Эти исследования школы Орбели, а также начатые в ее рамках пионерные работы по генетике поведения представляли немалый интерес для мировой науки, органично заполняя возникшую в ней лакуну в этой области. Увы, советская наука все больше выпадала из мирового контекста: работы советских ученых все реже появлялись в зарубежных журналах, а сами они – на международных конгрессах и конференциях. Атмосфера «бдительности» и «поиска врагов» неизбежно подавляла и личные неформальные контакты советских ученых с зарубежными.

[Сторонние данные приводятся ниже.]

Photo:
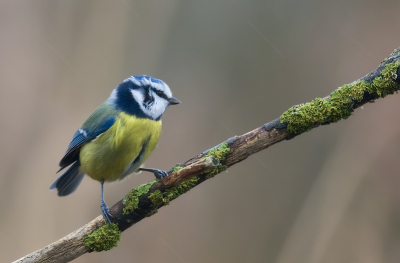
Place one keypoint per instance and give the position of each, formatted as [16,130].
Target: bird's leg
[104,208]
[157,173]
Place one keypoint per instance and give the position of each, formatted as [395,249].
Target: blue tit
[117,137]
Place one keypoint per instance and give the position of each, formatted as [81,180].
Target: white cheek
[158,107]
[138,96]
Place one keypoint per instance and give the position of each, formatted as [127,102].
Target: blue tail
[69,181]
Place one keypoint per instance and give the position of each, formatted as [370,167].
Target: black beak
[173,101]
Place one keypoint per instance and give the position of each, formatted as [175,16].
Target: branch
[145,200]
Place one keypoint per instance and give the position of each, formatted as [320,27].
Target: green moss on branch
[339,105]
[163,198]
[104,238]
[131,200]
[220,152]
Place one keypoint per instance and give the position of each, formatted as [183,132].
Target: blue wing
[81,137]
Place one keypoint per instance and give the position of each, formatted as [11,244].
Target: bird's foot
[106,212]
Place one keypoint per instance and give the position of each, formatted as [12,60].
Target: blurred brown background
[330,195]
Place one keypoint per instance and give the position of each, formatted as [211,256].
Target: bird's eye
[160,93]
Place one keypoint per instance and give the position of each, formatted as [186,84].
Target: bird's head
[142,96]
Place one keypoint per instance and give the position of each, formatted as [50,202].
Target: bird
[117,137]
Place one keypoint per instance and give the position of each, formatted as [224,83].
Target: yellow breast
[110,155]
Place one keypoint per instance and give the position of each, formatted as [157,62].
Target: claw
[104,207]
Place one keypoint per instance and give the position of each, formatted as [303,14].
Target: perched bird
[118,137]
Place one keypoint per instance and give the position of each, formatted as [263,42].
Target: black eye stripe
[160,94]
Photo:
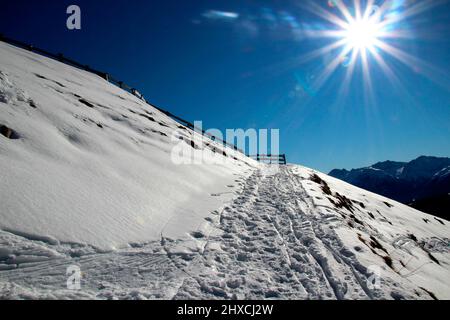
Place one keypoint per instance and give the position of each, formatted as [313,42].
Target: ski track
[267,243]
[271,242]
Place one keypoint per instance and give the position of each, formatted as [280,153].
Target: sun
[366,34]
[362,34]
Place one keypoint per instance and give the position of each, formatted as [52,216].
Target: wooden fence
[271,158]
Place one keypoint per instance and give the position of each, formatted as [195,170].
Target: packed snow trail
[272,241]
[272,245]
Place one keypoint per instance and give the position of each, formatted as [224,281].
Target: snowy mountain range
[89,184]
[423,183]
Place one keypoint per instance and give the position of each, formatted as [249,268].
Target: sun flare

Новый удар по международным связям нанесла война: исторически русская физиология была наиболее тесно связана именно с немецкой и «выходила в мир» в основном через нее; в советское время эта связь только укрепилась, так как в межвоенные годы из всех великих держав Германия была наиболее дружественной по отношению к СССР. Начавшееся было после войны некоторое восстановление научных контактов (именно в это время в англоязычной научной прессе стали появляться работы ведущих советских ученых – в частности, психолога Александра Лурии, – о которых мы скажем несколько слов в следующей главе) было прервано разразившейся в 1948 году идеологической кампанией против «безродного космополитизма» и «низкопоклонства перед Западом». Дополнительно дискредитировала советскую науку и прошедшая в том же году печально знаменитая сессия ВАСХНИЛа, ознаменовавшая окончательный разгром и запрет в СССР генетики и связанных с нею дисциплин (эволюционной теории, цитологии и т. д.).